The study of ENP stability in biological media highlighted that the fetal bovine serum (FBS) is the main parameter affected the ENP behavior. Among biological media tested, the largest size distributions, immediately after sample preparation, were
irecorded for n-TiO2 NRCWE-003 dispersions. n-ZnO NM-111 dispersions were the most stable (12% average demixing, simulating 24 h of real sedimentation), except for Ag NM-300, originally received as dispersion (<1% average demixing). As expected, the ENP sedimentation rates investigated in the biological medium without any stabilizer (i.e. RPMI), were the highest for the whole set of ENP tested. In general, the highest sedimentation rates were recorded for n-TiO2 NM-101 and n-Ag 47MN-03 dispersions (51% average demixing, simulating 24 h of real sedimentation).

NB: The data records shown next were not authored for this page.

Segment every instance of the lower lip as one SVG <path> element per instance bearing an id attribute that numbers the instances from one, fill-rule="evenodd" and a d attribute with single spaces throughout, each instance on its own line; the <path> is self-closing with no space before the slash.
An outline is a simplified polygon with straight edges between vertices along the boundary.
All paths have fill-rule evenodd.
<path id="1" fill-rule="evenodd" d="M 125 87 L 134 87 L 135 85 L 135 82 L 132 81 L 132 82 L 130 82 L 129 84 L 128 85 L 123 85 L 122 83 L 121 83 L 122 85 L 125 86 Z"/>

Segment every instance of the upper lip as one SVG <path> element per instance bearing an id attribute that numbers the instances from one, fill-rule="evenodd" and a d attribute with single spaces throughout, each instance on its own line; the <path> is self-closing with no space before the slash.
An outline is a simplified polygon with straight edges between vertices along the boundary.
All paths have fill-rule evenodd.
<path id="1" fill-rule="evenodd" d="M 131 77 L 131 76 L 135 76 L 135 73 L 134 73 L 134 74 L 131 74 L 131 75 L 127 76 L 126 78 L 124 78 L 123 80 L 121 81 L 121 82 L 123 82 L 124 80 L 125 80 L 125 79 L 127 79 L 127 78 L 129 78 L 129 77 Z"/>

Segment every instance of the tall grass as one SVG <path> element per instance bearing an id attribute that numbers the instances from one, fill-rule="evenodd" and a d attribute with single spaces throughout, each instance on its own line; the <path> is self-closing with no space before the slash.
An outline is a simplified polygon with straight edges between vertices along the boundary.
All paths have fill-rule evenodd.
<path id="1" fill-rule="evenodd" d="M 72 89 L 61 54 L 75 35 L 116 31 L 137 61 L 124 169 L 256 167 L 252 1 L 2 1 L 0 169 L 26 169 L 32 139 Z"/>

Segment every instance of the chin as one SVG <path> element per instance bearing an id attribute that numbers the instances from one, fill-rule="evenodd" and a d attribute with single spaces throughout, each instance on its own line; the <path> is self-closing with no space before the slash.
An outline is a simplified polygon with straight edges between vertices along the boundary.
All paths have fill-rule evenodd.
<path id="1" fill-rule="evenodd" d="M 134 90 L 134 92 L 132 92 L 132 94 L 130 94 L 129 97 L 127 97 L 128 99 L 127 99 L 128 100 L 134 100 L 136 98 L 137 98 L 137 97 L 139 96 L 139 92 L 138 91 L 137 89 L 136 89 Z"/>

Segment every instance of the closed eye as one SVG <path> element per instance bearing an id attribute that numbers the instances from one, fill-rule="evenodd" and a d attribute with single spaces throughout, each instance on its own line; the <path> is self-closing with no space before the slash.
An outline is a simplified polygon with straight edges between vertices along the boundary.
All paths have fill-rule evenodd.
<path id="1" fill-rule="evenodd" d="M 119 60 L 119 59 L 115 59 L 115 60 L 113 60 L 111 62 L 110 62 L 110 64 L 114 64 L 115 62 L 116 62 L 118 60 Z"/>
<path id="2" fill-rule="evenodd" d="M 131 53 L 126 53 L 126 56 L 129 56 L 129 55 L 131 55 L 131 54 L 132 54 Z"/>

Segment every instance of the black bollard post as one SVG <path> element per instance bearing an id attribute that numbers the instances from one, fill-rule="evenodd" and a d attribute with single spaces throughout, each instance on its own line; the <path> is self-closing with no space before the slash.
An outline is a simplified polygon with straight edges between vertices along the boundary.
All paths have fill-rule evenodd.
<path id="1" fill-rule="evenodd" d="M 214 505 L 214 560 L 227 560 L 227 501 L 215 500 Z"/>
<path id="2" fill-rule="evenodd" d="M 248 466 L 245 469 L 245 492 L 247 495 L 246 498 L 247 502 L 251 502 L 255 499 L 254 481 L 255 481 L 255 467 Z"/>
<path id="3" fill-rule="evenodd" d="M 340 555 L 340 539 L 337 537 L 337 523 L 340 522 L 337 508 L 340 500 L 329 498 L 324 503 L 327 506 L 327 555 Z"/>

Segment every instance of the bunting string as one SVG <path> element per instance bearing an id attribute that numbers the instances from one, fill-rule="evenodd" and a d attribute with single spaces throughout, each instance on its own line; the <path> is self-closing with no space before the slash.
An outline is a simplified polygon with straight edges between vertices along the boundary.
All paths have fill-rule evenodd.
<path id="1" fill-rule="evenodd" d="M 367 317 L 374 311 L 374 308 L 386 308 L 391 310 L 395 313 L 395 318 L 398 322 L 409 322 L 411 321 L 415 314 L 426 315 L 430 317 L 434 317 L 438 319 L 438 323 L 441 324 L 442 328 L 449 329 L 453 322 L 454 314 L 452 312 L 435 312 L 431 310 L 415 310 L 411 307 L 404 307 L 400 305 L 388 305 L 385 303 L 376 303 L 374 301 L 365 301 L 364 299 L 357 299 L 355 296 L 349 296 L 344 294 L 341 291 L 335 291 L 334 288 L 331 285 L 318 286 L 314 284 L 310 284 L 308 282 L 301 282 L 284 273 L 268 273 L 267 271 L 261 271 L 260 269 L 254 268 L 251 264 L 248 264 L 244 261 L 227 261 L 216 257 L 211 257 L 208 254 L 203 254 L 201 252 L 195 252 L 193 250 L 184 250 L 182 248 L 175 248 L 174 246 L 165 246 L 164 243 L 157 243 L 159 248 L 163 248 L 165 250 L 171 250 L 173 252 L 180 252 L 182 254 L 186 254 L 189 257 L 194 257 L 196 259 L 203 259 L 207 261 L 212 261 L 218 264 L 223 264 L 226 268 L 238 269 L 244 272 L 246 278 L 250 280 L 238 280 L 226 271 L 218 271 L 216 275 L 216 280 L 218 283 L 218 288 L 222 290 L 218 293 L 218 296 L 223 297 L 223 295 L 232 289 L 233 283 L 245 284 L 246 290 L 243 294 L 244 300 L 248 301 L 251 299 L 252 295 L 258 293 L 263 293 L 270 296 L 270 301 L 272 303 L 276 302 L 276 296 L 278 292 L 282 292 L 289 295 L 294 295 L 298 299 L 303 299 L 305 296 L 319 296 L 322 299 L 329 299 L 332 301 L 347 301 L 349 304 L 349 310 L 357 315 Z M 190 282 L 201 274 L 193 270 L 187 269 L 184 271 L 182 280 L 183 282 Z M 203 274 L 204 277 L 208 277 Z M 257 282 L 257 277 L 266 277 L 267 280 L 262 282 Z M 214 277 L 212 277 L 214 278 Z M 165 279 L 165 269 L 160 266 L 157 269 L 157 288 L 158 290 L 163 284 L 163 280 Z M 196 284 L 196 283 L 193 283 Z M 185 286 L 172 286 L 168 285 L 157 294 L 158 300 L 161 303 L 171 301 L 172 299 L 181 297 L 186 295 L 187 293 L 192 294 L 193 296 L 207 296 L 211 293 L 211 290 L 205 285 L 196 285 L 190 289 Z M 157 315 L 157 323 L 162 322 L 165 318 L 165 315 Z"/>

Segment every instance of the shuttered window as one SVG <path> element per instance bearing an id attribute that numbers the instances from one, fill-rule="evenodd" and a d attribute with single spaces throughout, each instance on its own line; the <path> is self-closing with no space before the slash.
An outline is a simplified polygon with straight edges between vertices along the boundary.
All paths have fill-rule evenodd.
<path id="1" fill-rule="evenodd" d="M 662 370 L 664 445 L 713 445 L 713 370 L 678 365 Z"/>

The study of the n-TiO2 P25 stability in waters showed that agglomeration and sedimentation of n-TiO2 were mainly affected by the initial concentration. Sedimentation data fitted satisfactorily (R2 average: 0.90; 0.74<R2>0.98) with a first- order kinetic equation. The settling rate constant, k, increased by approx. one order of magnitude by moving from the lowest to the highest concentration, resulting very similar especially for all dispersions at 1 (k = 8•10-6 s-1) and 10 mg/l (k = 2•10-5 s-1) n- TiO2, regardless the ionic strength and composition of dispersions.
The results from ENM biodistribution underlined that the chemical composition and the particle size were the main parameters that influenced the ENM partitioning into organs. Ti from n-TiO2 samples with the smallest particle size distribution tested (80-400 nm and 4-100 nm) and Al from MWCNT samples were the only inorganic tracers detected in mice brain.
The whole characterization approach and the implication of these results are discussed.